# "I regret marrying you !! " He said during argument



## sparkles2020 (Apr 18, 2020)

Its been 8 years but I cant shake off what my husband said during a heated argument when I discovered he had given a former work colleague some money without my knowledge. We hadnt had a huge argument like that ever and havnt since and we generally are pleasant with each other when we disagree. 

My husband doesnt really talk to me about things that really matter in a family setting . Its always small talk about current events, etc. I really yearn for a deep connection with him but I assumed after being married 15 years , this should no longer be a concern. 

He makes calls to friends and family when i have left the room. In his family i still dont feel like I belong there. I always wondwer if he is generally private or if he is hiding things from me. I was hoping 15 years down the line , i should start to feel like I belong there.
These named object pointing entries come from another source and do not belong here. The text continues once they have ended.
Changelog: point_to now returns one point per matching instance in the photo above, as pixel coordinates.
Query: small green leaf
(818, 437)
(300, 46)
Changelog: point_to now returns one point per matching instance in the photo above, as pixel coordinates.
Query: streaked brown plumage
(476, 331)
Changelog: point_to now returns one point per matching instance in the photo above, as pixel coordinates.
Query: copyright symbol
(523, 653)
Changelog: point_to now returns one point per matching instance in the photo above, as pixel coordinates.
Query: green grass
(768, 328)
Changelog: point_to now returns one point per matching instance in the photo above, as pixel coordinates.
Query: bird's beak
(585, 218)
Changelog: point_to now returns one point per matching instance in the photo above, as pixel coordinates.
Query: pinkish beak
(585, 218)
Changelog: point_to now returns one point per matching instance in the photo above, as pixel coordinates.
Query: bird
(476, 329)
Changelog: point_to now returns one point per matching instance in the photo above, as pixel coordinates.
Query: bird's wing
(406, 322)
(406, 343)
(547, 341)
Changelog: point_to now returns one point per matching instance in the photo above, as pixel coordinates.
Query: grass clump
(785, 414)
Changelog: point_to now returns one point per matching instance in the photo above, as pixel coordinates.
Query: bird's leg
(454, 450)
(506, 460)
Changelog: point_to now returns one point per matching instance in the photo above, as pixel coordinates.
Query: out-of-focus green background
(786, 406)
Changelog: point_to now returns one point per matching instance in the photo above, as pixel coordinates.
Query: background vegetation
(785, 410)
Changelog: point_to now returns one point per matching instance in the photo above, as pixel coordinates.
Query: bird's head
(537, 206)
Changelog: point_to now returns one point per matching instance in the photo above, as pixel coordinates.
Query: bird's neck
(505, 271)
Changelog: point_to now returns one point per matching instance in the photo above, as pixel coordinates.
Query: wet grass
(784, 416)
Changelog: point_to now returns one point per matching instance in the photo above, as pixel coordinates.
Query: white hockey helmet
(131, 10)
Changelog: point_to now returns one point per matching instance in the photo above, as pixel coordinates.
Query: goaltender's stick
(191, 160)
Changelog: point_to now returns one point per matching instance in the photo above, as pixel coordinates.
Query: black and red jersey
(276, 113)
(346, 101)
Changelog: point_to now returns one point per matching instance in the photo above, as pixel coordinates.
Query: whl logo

He knows a lot of what happens in my family because I discuss things with him but regarding his family i still feel like a stranger.

Anyway since that argument when he said those words. Its been a marriage of ups and downs. On the downs, i cant help thinking maybe the downs are worse because he regrets marrying me. 

Should i really take to heart whats said during an argument? Do people generally mean what they blurt out in the heat of the moment? When i asked him why he regrets marrying me , he said its because he doesnt feel comfortable talking to me.can anyone make sense to me why you would continue to live with someone you are not comfortable talking to. 

Most of the time he is busy chatting away om whatsapp in the many groups he is in. At night he will try and initiate sex with me. I give in because sometimes i feel no different than a hooker because of not feeling emotionally comnected to him . I dont know? Should i read too much into things ? 




Sent from my SM-G973F using Tapatalk


----------



## SpinyNorman (Jan 24, 2018)

Sometimes angry people will say stuff they don't feel when they're calm, sometimes being angry lets them say what they DO feel when they're calm. 

In either case, why don't you work on the problems you have? He said he doesn't feel comfortable talking to you, ask how that could be improved, listen, be constructive. MC may help.

As for the expectation that 15 years of marriage should have fixed all of this, well it hasn't, and that's not that unusual. You mentioned your own disappointments in your communication, you should bring those up in a constructive way. It may well be what he doesn't like and what you don't like are related, and solving one problem solves both.

A marriage is like a house, it requires maintenance sometimes, and that doesn't mean it was a bad choice.


----------



## TJW (Mar 20, 2012)

sparkles2020 said:


> Do people generally mean what they blurt out in the heat of the moment?


I once said this in a heated argument, too. I absolutely felt that way, in that moment, because my stress level was in my eyeballs. Once calm, I went to my wife and told her that I should have never said that, my emotions were in a roar, and during any and all rational moments of life, I clearly do not regret marrying her. I love her dearly, I didn't make any mistake by marrying her.

So, my answer to your question is no.



sparkles2020 said:


> he said its because he doesnt feel comfortable talking to me.can anyone make sense to me why you would continue to live with someone you are not comfortable talking to.


The truth is, I don't feel comfortable talking to my wife, nor anyone else. It is very hard for me to talk to people. I avoid it at almost any cost, and far prefer to write my communications. I continue to live with my wife because she is a good wife, I love her supremely, and the bible says it all in one verse:

Proverbs 31:11 (KJV)

_The heart of her husband doth safely trust in her, so that he shall have no need of spoil. _

There are many things I would change about our marriage, if I could. However, I wouldn't change my wife's trustworthiness for all the gold in California.


----------



## Diceplayer (Oct 12, 2019)

I know that in the heat of an argument, I have said things to my wife that I didn't mean so I wouldn't put a lot of stock in what he said, but it obviously bothers you so you need to talk to him about it.

For most of our marriage, (47 years) I have had a hard time talking to my wife about our relationship and other things that really matter. It comes from me being a non-confrontational person and her getting defensive or angry about what we were trying to talk about and turning it into an argument. So I avoided the arguments by not talking to her about our relationship. She would eventually get upset and ask why I wouldn't talk to her and I told her it was because that was the way she trained me. If you kick a dog every time he barks, he will eventually quit barking. We've worked on this a lot and have gotten much better, but just because you are married for 15 years doesn't mean that things get better by themselves. 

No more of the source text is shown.